Either side will get 20 minutes of oral argument time at the appellate hearing. Four other cases (three of them criminal) are presently on the list before the "Fortnite case" for that day, with the first one to be heard at 9&nsp;AM. Should it stay that way, the Epic v. Apple hearing would most likely start between 10:30 AM and 11:30 AM Pacific Time.

We may see requests from the DOJ and from state AGs to participate in oral argument:

On top of raising some very important competition issues concerning Apple's treatment of app developers, Epic's case has brought to light a number of interesting facts relating to Apple's and even some other parties' practices. Take Google's #GetTheMessage campaign, which was just launched this week (and on which I commented yesterday): as a result of discovery in Epic Games v. Apple, Apple-internal communications were made public. Apple executives discussed the pro's and con's of bringing iMessage to Android, and a key reason not to do so was that parents might otherwise be more interested in buying their children less expensive Android phones. The problem is that social pressures (classism) force low-income families to buy their kids iPhones--a U.S.-specific problem due to Apple's market share.

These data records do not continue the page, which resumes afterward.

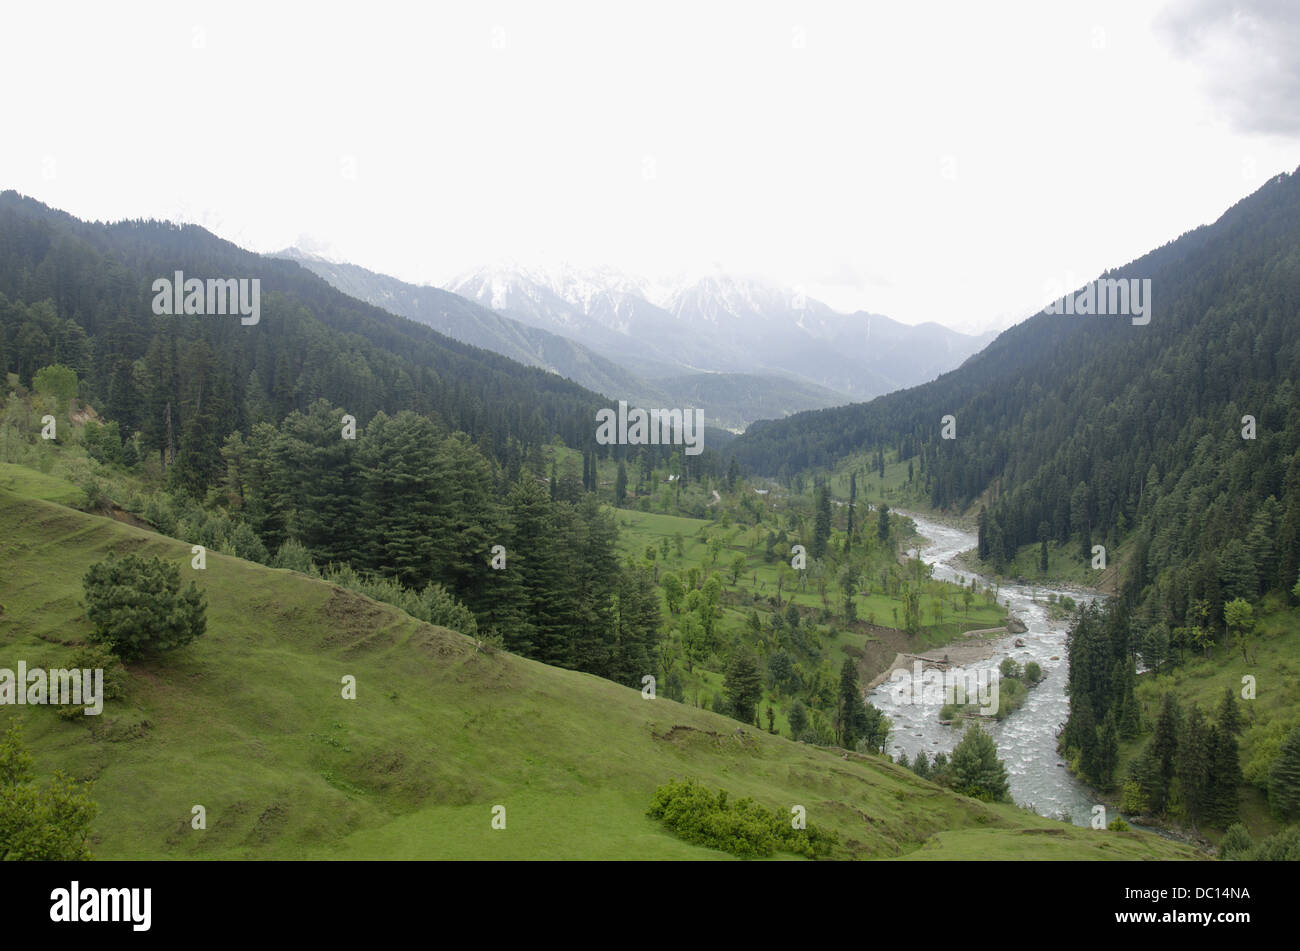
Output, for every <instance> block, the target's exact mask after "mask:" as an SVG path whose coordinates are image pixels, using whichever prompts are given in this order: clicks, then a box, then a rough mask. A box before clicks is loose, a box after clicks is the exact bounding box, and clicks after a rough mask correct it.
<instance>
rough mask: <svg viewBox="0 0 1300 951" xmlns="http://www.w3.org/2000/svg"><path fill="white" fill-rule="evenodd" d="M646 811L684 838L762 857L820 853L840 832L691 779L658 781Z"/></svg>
mask: <svg viewBox="0 0 1300 951" xmlns="http://www.w3.org/2000/svg"><path fill="white" fill-rule="evenodd" d="M647 815H649V816H650V817H651V818H658V820H659V821H662V822H663V824H664V825H666V826H668V829H671V830H672V831H673V833H676V834H677V835H680V837H681V838H682V839H685V841H686V842H692V843H694V844H698V846H707V847H710V848H718V850H722V851H724V852H731V854H732V855H740V856H744V857H766V856H770V855H772V854H774V852H779V851H780V852H794V854H796V855H803V856H806V857H809V859H818V857H826V856H829V855H831V854H832V852H833V851H835V848H836V846H839V843H840V838H839V835H836V834H835V833H827V831H822V830H820V829H818V828H816V826H814V825H813V824H811V822H810V824H807V828H806V829H794V828H793V822H792V821H790V817H789V816H783V815H781V813H780V812H775V811H771V809H767V808H764V807H763V805H761V804H758V803H755V802H754V800H753V799H750V798H748V796H746V798H745V799H737V800H735V802H732V800H731V799H729V796H728V794H727V790H718V794H716V795H714V794H712V792H710V791H708V790H707V789H705V787H703V786H702V785H701V783H697V782H695V781H694V780H688V781H680V782H679V781H672V782H667V783H664V785H663V786H659V787H658V789H656V790H655V794H654V800H653V802H651V804H650V811H649V813H647Z"/></svg>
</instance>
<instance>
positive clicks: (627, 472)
mask: <svg viewBox="0 0 1300 951" xmlns="http://www.w3.org/2000/svg"><path fill="white" fill-rule="evenodd" d="M627 500H628V466H627V465H625V464H624V463H623V460H621V459H620V460H619V474H617V477H616V478H615V481H614V504H615V505H623V503H625V501H627Z"/></svg>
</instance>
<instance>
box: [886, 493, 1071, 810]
mask: <svg viewBox="0 0 1300 951" xmlns="http://www.w3.org/2000/svg"><path fill="white" fill-rule="evenodd" d="M900 514H906V516H907V517H909V518H911V520H913V521H914V522H915V524H917V530H918V531H919V533H920V535H922V537H923V539H924V544H923V546H922V548H920V559H922V560H923V561H926V563H927V564H930V565H932V566H933V577H936V578H940V579H943V581H957V578H958V577H962V578H965V579H966V583H967V585H970V579H971V577H976V578H979V583H980V590H982V591H983V589H984V587H985V586H987V585H988V583H989V581H988V579H987V578H984V577H983V576H978V574H976V576H972V573H971V572H967V570H965V569H962V568H958V566H957V565H954V564H953V560H954V559H956V557H957V556H958V555H959V553H961V552H963V551H969V550H971V548H974V547H975V544H976V538H975V535H972V534H971V533H969V531H963V530H962V529H957V527H953V526H950V525H944V524H941V522H935V521H931V520H930V518H926V517H924V516H918V514H913V513H910V512H900ZM913 553H915V552H913ZM1049 591H1056V594H1057V596H1058V598H1060V596H1061V595H1062V594H1067V595H1070V596H1071V598H1074V600H1075V602H1078V603H1087V602H1091V600H1093V599H1095V598H1096V595H1087V594H1080V592H1078V591H1070V590H1060V589H1050V587H1036V589H1035V587H1030V586H1023V585H1010V583H1004V585H1002V587H1001V590H1000V591H998V595H997V598H998V600H1000V602H1002V603H1005V604H1006V605H1008V607H1009V608H1010V609H1011V612H1013V613H1014V615H1015V616H1017V617H1019V618H1021V620H1022V621H1024V624H1026V625H1027V626H1028V630H1027V631H1026V633H1023V634H1009V635H1006V637H1005V638H1001V639H998V640H997V642H996V651H995V653H993V656H992V657H991V659H988V660H984V661H979V663H975V664H969V665H966V668H965V669H966V670H972V669H974V670H980V669H988V670H995V669H996V668H997V666H998V665H1000V664H1001V663H1002V659H1004V657H1008V656H1010V657H1014V659H1015V660H1017V663H1019V664H1021V665H1022V666H1023V665H1024V663H1026V661H1030V660H1036V661H1037V663H1039V665H1040V666H1041V668H1043V673H1044V681H1043V682H1041V683H1039V686H1036V687H1034V689H1031V690H1030V694H1028V699H1027V700H1026V702H1024V705H1023V707H1021V708H1019V709H1018V711H1015V712H1014V713H1011V715H1010V716H1009V717H1006V718H1005V720H1002V721H1000V722H997V721H987V722H984V724H983V726H984V729H985V730H988V731H989V733H991V734H992V735H993V739H995V741H996V742H997V750H998V756H1000V757H1001V759H1002V761H1004V763H1005V764H1006V772H1008V774H1009V778H1010V783H1011V798H1013V799H1014V800H1015V802H1017V803H1018V804H1021V805H1027V807H1030V808H1032V809H1034V811H1035V812H1037V813H1039V815H1043V816H1049V817H1052V818H1067V820H1070V821H1073V822H1074V824H1075V825H1088V824H1089V821H1091V818H1092V807H1093V805H1095V804H1096V800H1095V799H1092V798H1091V796H1089V795H1088V790H1087V787H1086V786H1084V785H1083V783H1080V782H1078V781H1076V780H1075V778H1074V776H1071V773H1070V772H1069V770H1067V769H1066V768H1065V765H1063V760H1062V757H1061V755H1060V754H1057V750H1056V734H1057V731H1058V730H1060V729H1061V726H1062V724H1065V720H1066V715H1067V713H1069V700H1067V698H1066V695H1065V682H1066V673H1067V666H1069V660H1067V656H1066V644H1065V639H1066V628H1067V624H1069V621H1067V618H1062V620H1060V621H1052V620H1049V618H1048V611H1047V596H1048V592H1049ZM1035 595H1036V596H1037V600H1035ZM1017 639H1021V640H1023V642H1024V647H1015V640H1017ZM1053 657H1056V660H1053ZM900 692H901V691H900V690H898V689H897V686H892V685H891V681H889V679H885V681H884V682H883V683H880V686H878V687H876V689H874V690H871V691H867V700H870V702H871V703H872V704H875V705H876V707H879V708H880V709H881V711H884V713H885V715H887V716H888V717H889V718H891V720H893V725H894V726H893V734H892V735H891V739H889V742H891V750H889V752H891V754H893V755H894V756H897V755H898V754H900V752H906V754H907V759H909V760H913V759H915V756H917V754H919V752H920V751H922V750H924V751H926V754H927V756H930V757H931V759H933V757H935V754H936V752H939V751H944V752H945V754H949V755H952V750H953V747H954V746H956V744H957V742H958V741H959V739H961V728H959V726H958V728H957V729H954V728H952V726H943V725H940V722H939V711H940V708H941V707H943V703H941V702H924V700H926V698H924V696H922V700H923V702H922V703H917V702H914V700H913V702H910V703H904V702H902V698H901V696H900ZM928 692H936V691H928ZM935 700H937V698H935ZM958 722H959V724H961V721H958Z"/></svg>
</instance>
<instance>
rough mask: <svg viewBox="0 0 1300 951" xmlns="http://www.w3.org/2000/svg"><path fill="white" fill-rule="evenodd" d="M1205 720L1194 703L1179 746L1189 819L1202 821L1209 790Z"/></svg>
mask: <svg viewBox="0 0 1300 951" xmlns="http://www.w3.org/2000/svg"><path fill="white" fill-rule="evenodd" d="M1209 739H1210V738H1209V730H1208V728H1206V726H1205V717H1204V716H1203V715H1201V711H1200V707H1197V705H1196V704H1195V703H1193V704H1192V705H1191V709H1188V712H1187V716H1186V717H1184V724H1183V733H1182V737H1180V741H1179V744H1178V757H1177V774H1178V786H1179V790H1180V791H1182V794H1183V808H1184V809H1186V811H1187V818H1190V820H1191V821H1192V822H1197V821H1200V820H1201V818H1203V817H1204V815H1205V807H1206V804H1208V800H1209V791H1210V789H1209V786H1210V752H1212V751H1210V742H1209Z"/></svg>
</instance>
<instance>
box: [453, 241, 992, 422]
mask: <svg viewBox="0 0 1300 951" xmlns="http://www.w3.org/2000/svg"><path fill="white" fill-rule="evenodd" d="M447 290H450V291H452V292H455V294H459V295H461V296H465V298H469V299H472V300H476V301H478V303H480V304H482V305H484V307H487V308H491V309H493V311H497V312H499V313H504V314H507V316H510V317H513V318H515V320H519V321H521V322H524V323H530V325H533V326H538V327H542V329H545V330H550V331H552V333H556V334H562V335H565V336H571V338H573V339H577V340H580V342H581V343H584V344H586V346H588V347H591V348H593V349H595V351H597V352H599V353H604V355H606V356H608V357H610V359H612V360H617V361H621V362H624V364H625V365H628V366H629V368H630V369H633V370H636V372H638V373H641V374H643V375H646V377H658V378H662V377H666V375H669V374H675V373H680V372H681V370H682V369H688V370H714V372H727V373H780V374H788V375H794V377H798V378H801V379H803V381H807V382H811V383H816V385H818V386H824V387H829V388H832V390H837V391H840V392H846V394H849V395H852V396H854V398H857V399H870V398H872V396H878V395H880V394H884V392H889V391H893V390H898V388H904V387H907V386H914V385H917V383H923V382H926V381H928V379H933V378H935V377H937V375H940V374H941V373H945V372H948V370H950V369H954V368H956V366H958V365H961V364H962V362H963V361H965V360H966V357H969V356H971V355H972V353H976V352H978V351H980V349H983V347H984V344H985V343H988V340H991V339H992V338H993V334H985V335H980V336H971V335H967V334H959V333H957V331H954V330H949V329H946V327H943V326H940V325H937V323H923V325H919V326H909V325H906V323H900V322H897V321H892V320H889V318H888V317H883V316H880V314H870V313H866V312H857V313H852V314H845V313H839V312H836V311H833V309H831V308H829V307H827V305H826V304H823V303H822V301H819V300H815V299H813V298H807V296H806V295H803V294H801V292H798V291H796V290H790V288H783V287H775V286H772V285H767V283H763V282H759V281H754V279H748V278H738V277H733V275H728V274H722V273H714V274H707V275H703V277H699V278H697V279H694V281H688V282H682V283H677V285H666V283H653V282H650V281H646V279H641V278H634V277H629V275H627V274H621V273H619V272H616V270H614V269H577V268H568V266H562V268H554V269H539V268H520V266H513V265H504V266H497V268H487V269H484V270H478V272H473V273H471V274H465V275H461V277H460V278H458V279H455V281H454V282H451V283H448V285H447Z"/></svg>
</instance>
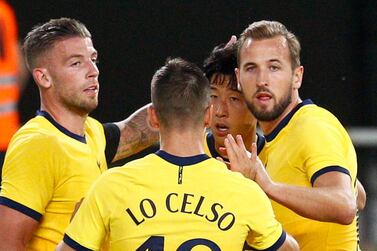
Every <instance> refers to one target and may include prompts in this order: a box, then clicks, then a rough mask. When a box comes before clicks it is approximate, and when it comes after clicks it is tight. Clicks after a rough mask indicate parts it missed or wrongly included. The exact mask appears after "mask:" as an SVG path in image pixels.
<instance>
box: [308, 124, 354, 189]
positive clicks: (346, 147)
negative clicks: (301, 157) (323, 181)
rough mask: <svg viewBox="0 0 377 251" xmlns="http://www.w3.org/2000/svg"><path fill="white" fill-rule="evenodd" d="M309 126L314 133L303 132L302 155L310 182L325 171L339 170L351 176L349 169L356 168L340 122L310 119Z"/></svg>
mask: <svg viewBox="0 0 377 251" xmlns="http://www.w3.org/2000/svg"><path fill="white" fill-rule="evenodd" d="M310 126H311V127H312V129H311V130H312V131H313V132H315V133H312V134H309V133H305V134H304V133H303V137H305V138H303V139H302V141H301V142H304V143H303V144H304V146H303V148H302V149H303V156H304V163H305V166H304V168H305V170H304V171H306V172H307V174H308V178H309V179H310V182H311V183H312V184H313V182H314V181H315V179H316V178H317V177H318V176H319V175H321V174H322V173H325V172H327V171H339V172H343V173H345V174H347V175H350V176H351V172H352V171H351V169H353V168H354V169H356V165H357V164H356V163H352V162H353V160H356V156H355V157H354V158H352V157H350V154H351V155H355V152H354V150H353V149H354V148H353V146H352V142H351V141H350V140H349V138H348V135H347V134H346V132H345V130H344V129H343V128H342V127H341V125H340V123H339V124H337V123H332V122H331V121H326V120H324V121H312V122H311V124H310Z"/></svg>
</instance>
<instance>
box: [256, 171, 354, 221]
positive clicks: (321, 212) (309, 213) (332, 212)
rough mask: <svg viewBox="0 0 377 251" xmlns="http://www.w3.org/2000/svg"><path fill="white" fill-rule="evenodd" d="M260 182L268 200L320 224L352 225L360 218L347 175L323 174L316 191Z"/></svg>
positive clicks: (350, 182) (350, 185)
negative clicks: (323, 222)
mask: <svg viewBox="0 0 377 251" xmlns="http://www.w3.org/2000/svg"><path fill="white" fill-rule="evenodd" d="M262 175H266V174H262ZM258 176H259V174H257V177H258ZM262 179H265V178H262ZM268 179H269V178H268ZM257 182H261V184H260V185H261V186H262V189H263V190H264V191H265V192H266V193H267V195H268V197H270V198H271V199H272V200H274V201H276V202H278V203H280V204H282V205H284V206H286V207H288V208H289V209H291V210H293V211H294V212H296V213H297V214H299V215H301V216H304V217H307V218H310V219H313V220H318V221H327V222H336V223H339V224H350V223H352V221H353V219H354V217H355V215H356V198H355V195H354V193H353V191H352V185H351V180H350V177H349V176H348V175H346V174H344V173H341V172H336V171H333V172H328V173H325V174H322V175H321V176H319V177H318V178H317V179H316V180H315V182H314V184H313V187H299V186H294V185H287V184H282V183H275V182H272V181H271V180H269V181H267V182H266V180H264V181H261V179H260V178H259V177H258V178H257Z"/></svg>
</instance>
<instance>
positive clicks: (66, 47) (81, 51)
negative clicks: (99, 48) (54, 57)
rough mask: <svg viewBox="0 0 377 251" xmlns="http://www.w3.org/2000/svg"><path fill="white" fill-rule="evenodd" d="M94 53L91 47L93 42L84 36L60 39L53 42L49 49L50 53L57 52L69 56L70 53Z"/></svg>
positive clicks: (77, 53) (76, 53) (78, 54)
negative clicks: (50, 50) (81, 36)
mask: <svg viewBox="0 0 377 251" xmlns="http://www.w3.org/2000/svg"><path fill="white" fill-rule="evenodd" d="M93 53H96V50H95V49H94V47H93V42H92V40H91V39H90V38H88V37H86V38H83V37H70V38H65V39H61V40H58V41H56V42H55V44H54V46H53V47H52V49H51V54H55V55H56V54H58V55H61V56H63V57H70V56H72V55H82V56H86V55H91V54H93Z"/></svg>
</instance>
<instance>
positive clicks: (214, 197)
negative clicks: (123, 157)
mask: <svg viewBox="0 0 377 251" xmlns="http://www.w3.org/2000/svg"><path fill="white" fill-rule="evenodd" d="M209 89H210V88H209V83H208V80H207V79H206V77H205V76H204V74H203V72H202V71H201V70H200V69H199V68H198V67H197V66H195V65H194V64H192V63H189V62H187V61H184V60H182V59H179V58H176V59H171V60H169V61H168V62H167V63H166V64H165V65H164V66H163V67H161V68H160V69H159V70H158V71H157V72H156V73H155V75H154V76H153V79H152V82H151V93H152V94H151V96H152V107H150V108H149V110H148V111H149V113H148V114H149V118H150V124H151V125H152V126H153V127H154V128H158V129H159V132H160V150H159V151H157V152H156V153H152V154H149V155H147V156H146V157H144V158H142V159H138V160H135V161H132V162H129V163H128V164H126V165H124V166H123V167H118V168H114V169H111V170H110V171H108V172H106V173H105V174H104V175H102V176H101V177H100V178H99V179H98V180H97V181H96V182H95V184H94V186H93V187H92V189H90V192H89V194H88V196H87V197H85V199H84V201H83V204H82V205H81V207H80V209H79V210H78V212H77V214H76V215H75V216H74V218H73V220H72V222H71V224H70V225H69V227H68V229H67V231H66V234H65V235H64V242H62V243H61V244H60V245H59V247H58V250H98V249H99V247H100V246H101V243H102V242H103V240H104V238H105V236H107V235H109V239H110V250H178V251H180V250H182V251H183V250H192V249H195V250H199V249H200V250H202V249H206V250H214V251H220V250H242V248H243V245H244V242H245V240H247V243H248V244H249V245H251V246H252V247H253V248H254V249H256V250H298V246H297V243H296V242H295V240H294V239H293V238H291V237H290V236H289V235H288V234H286V233H285V232H284V230H283V229H282V228H281V225H280V223H279V222H277V221H276V220H275V218H274V214H273V212H272V207H271V204H270V202H269V200H268V198H267V196H266V195H265V194H264V193H263V191H262V190H261V189H260V187H259V186H258V185H257V184H256V183H254V182H252V181H250V180H248V179H246V178H244V177H243V176H242V175H240V174H238V173H234V172H231V171H229V170H228V169H227V167H226V165H224V164H223V163H221V162H219V161H217V160H216V159H214V158H210V157H209V156H207V155H205V154H204V147H203V138H204V133H205V127H206V126H208V124H209V121H210V119H211V112H212V108H211V106H210V97H209ZM219 184H221V186H219ZM250 195H251V196H250Z"/></svg>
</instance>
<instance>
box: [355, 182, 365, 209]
mask: <svg viewBox="0 0 377 251" xmlns="http://www.w3.org/2000/svg"><path fill="white" fill-rule="evenodd" d="M356 190H357V197H356V201H357V209H358V210H363V209H364V207H365V204H366V202H367V194H366V192H365V189H364V186H363V185H362V184H361V182H360V181H359V180H358V179H357V180H356Z"/></svg>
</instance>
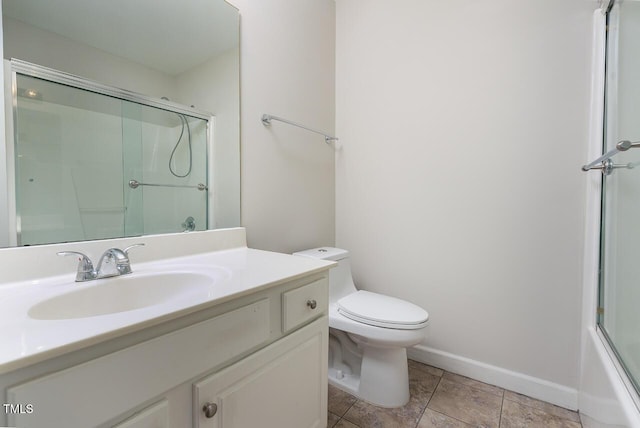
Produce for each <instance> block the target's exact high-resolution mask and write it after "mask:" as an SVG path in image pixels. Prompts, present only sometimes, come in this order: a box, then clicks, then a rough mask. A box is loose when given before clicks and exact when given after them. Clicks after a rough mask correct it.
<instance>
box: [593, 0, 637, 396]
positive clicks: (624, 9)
mask: <svg viewBox="0 0 640 428" xmlns="http://www.w3.org/2000/svg"><path fill="white" fill-rule="evenodd" d="M639 76H640V3H639V2H616V3H615V4H614V6H613V8H612V9H611V11H610V13H609V15H608V35H607V77H606V108H605V110H606V120H605V123H606V125H605V126H606V129H605V147H604V150H605V151H609V150H612V149H614V148H615V147H616V144H617V143H618V142H619V141H621V140H629V141H632V142H636V141H639V140H640V116H639V115H638V113H639V112H640V77H639ZM612 161H613V162H614V163H615V164H616V166H617V168H616V169H613V170H612V171H611V173H610V174H608V175H607V174H605V175H603V177H604V178H603V193H602V233H601V252H600V296H599V308H598V324H599V326H600V329H601V331H603V332H604V335H605V337H607V339H608V341H609V344H610V345H611V348H612V349H613V350H614V352H615V353H616V354H617V356H618V359H619V362H620V364H621V365H622V366H623V368H624V370H625V371H626V372H627V374H628V375H629V378H630V381H631V383H632V384H633V385H634V387H635V389H636V391H640V223H639V220H640V148H631V149H629V150H627V151H623V152H619V153H618V154H616V155H615V156H613V158H612Z"/></svg>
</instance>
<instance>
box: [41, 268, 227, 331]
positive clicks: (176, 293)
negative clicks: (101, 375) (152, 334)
mask: <svg viewBox="0 0 640 428" xmlns="http://www.w3.org/2000/svg"><path fill="white" fill-rule="evenodd" d="M218 277H219V275H215V274H213V275H212V274H205V273H200V272H158V273H155V272H154V273H142V274H140V273H133V274H131V275H126V276H119V277H114V278H108V279H99V280H96V281H91V282H87V283H79V285H78V287H84V288H82V289H80V290H77V291H71V292H69V293H65V294H61V295H58V296H55V297H52V298H50V299H47V300H44V301H42V302H39V303H37V304H35V305H34V306H32V307H31V308H30V309H29V312H28V313H29V317H31V318H33V319H39V320H63V319H72V318H88V317H95V316H100V315H108V314H115V313H119V312H126V311H132V310H135V309H141V308H146V307H150V306H155V305H160V304H163V303H167V302H175V303H180V302H181V301H185V300H189V301H191V302H196V301H197V299H206V298H207V297H208V295H209V293H210V291H211V286H212V285H213V284H214V283H215V282H216V280H217V278H218Z"/></svg>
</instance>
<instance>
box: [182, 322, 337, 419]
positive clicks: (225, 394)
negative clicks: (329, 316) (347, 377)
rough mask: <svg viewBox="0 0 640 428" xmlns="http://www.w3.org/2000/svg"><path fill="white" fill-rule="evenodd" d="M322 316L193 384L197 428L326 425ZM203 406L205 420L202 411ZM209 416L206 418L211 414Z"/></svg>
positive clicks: (325, 395) (323, 341)
mask: <svg viewBox="0 0 640 428" xmlns="http://www.w3.org/2000/svg"><path fill="white" fill-rule="evenodd" d="M327 346H328V327H327V317H326V316H324V317H322V318H320V319H318V320H317V321H315V322H313V323H311V324H309V325H308V326H307V327H304V328H302V329H300V330H298V331H296V332H295V333H293V334H291V335H289V336H286V337H285V338H283V339H280V340H279V341H278V342H275V343H273V344H272V345H270V346H268V347H267V348H265V349H263V350H261V351H259V352H257V353H255V354H253V355H251V356H250V357H248V358H246V359H244V360H242V361H240V362H238V363H236V364H235V365H233V366H231V367H229V368H227V369H225V370H223V371H221V372H218V373H215V374H213V375H211V376H209V377H207V378H205V379H202V380H201V381H200V382H198V383H196V384H195V385H194V422H195V423H194V426H195V427H198V428H255V427H261V428H283V427H296V428H311V427H323V426H325V424H326V421H327ZM207 405H209V412H210V414H209V416H210V417H207V416H206V415H205V414H204V411H203V408H204V407H205V406H207ZM214 411H215V414H213V415H212V413H214Z"/></svg>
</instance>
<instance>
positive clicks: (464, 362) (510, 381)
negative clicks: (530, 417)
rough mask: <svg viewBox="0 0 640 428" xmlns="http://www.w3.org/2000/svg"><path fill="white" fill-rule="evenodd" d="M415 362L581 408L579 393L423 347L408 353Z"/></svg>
mask: <svg viewBox="0 0 640 428" xmlns="http://www.w3.org/2000/svg"><path fill="white" fill-rule="evenodd" d="M407 355H408V356H409V358H411V359H412V360H416V361H419V362H421V363H425V364H429V365H431V366H434V367H438V368H440V369H443V370H446V371H449V372H452V373H456V374H459V375H462V376H466V377H470V378H472V379H476V380H479V381H481V382H485V383H489V384H491V385H495V386H499V387H500V388H505V389H508V390H510V391H513V392H517V393H519V394H523V395H526V396H528V397H532V398H536V399H538V400H542V401H546V402H549V403H552V404H555V405H556V406H560V407H564V408H566V409H571V410H577V409H578V390H577V389H574V388H569V387H566V386H564V385H559V384H557V383H553V382H549V381H547V380H544V379H539V378H536V377H533V376H529V375H526V374H523V373H518V372H514V371H511V370H507V369H503V368H501V367H496V366H492V365H490V364H486V363H482V362H480V361H475V360H472V359H469V358H465V357H461V356H459V355H454V354H450V353H448V352H444V351H440V350H437V349H433V348H430V347H428V346H424V345H417V346H414V347H413V348H409V349H408V350H407Z"/></svg>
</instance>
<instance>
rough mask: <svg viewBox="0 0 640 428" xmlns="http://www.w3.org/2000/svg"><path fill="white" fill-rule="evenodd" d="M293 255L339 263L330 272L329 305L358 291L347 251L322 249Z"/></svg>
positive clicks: (326, 247)
mask: <svg viewBox="0 0 640 428" xmlns="http://www.w3.org/2000/svg"><path fill="white" fill-rule="evenodd" d="M293 255H294V256H301V257H309V258H312V259H322V260H333V261H336V262H338V266H336V267H334V268H333V269H330V270H329V303H332V302H336V301H338V300H339V299H341V298H342V297H344V296H347V295H349V294H351V293H355V292H356V291H357V290H356V286H355V285H354V283H353V277H352V276H351V263H350V262H349V252H348V251H347V250H343V249H340V248H333V247H320V248H312V249H310V250H304V251H299V252H297V253H293Z"/></svg>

In one of the next posts, I'll also talk about a document from Epic v. Apple that involves Sony and is interesting in the context of Microsoft's proposed acquisition of Activision Blizzard.

There is now another antitrust case against Apple pending in the Northern District of California that has the potential to be the perfect next step after Epic v. Apple: a group of French publishers represented by the Hausfeld firm are challenging not only the app tax and Apple's app review regime, but also the App Tracking Transparency (ATT) scheme. ATT is making a terrible impact on the economy at large. On Tuesday, the Financial Times' Patrick McGee reported on small businesses now "finding it prohibitely expensive to target likely consumers as they once did," and some small companies are really suffering.

Outside the U.S., various consumer class actions are also worth watching and have the potential to bring down Apple's (and Google's) app tax. The latest development in South Korea--a fact-finding inquiry by the Korea Communications Commission--may also yield significant results.

Getting back to the U.S. situation, it's possible that Congress will vote on the Open App Markets Act (OAMA) at around the time of the Epic v. Apple appellate hearing. Last week, CNBC and other media reported on the fact that while Congress passed a bill on chip manufacturing subsidies before its summer recess, "tech industry's critical policy issues" had yet to be addressed, among them the American Innovation and Choice Online Act (AICOA) and the OAMA. Now the end of the Congressional term is approaching fast. One expert--Paul Gallant, the managing director of investment bank Cowen's Washington Research Group--said that Congress might end up voting on the OAMA, which is more focused and "gained broader support in the Senate Judiciary Committee than the American Innovation and Choice Online Act." I consider both bills important, but as an app developer I'm naturally most interested in avoiding any further delay of the OAMA's passage into law.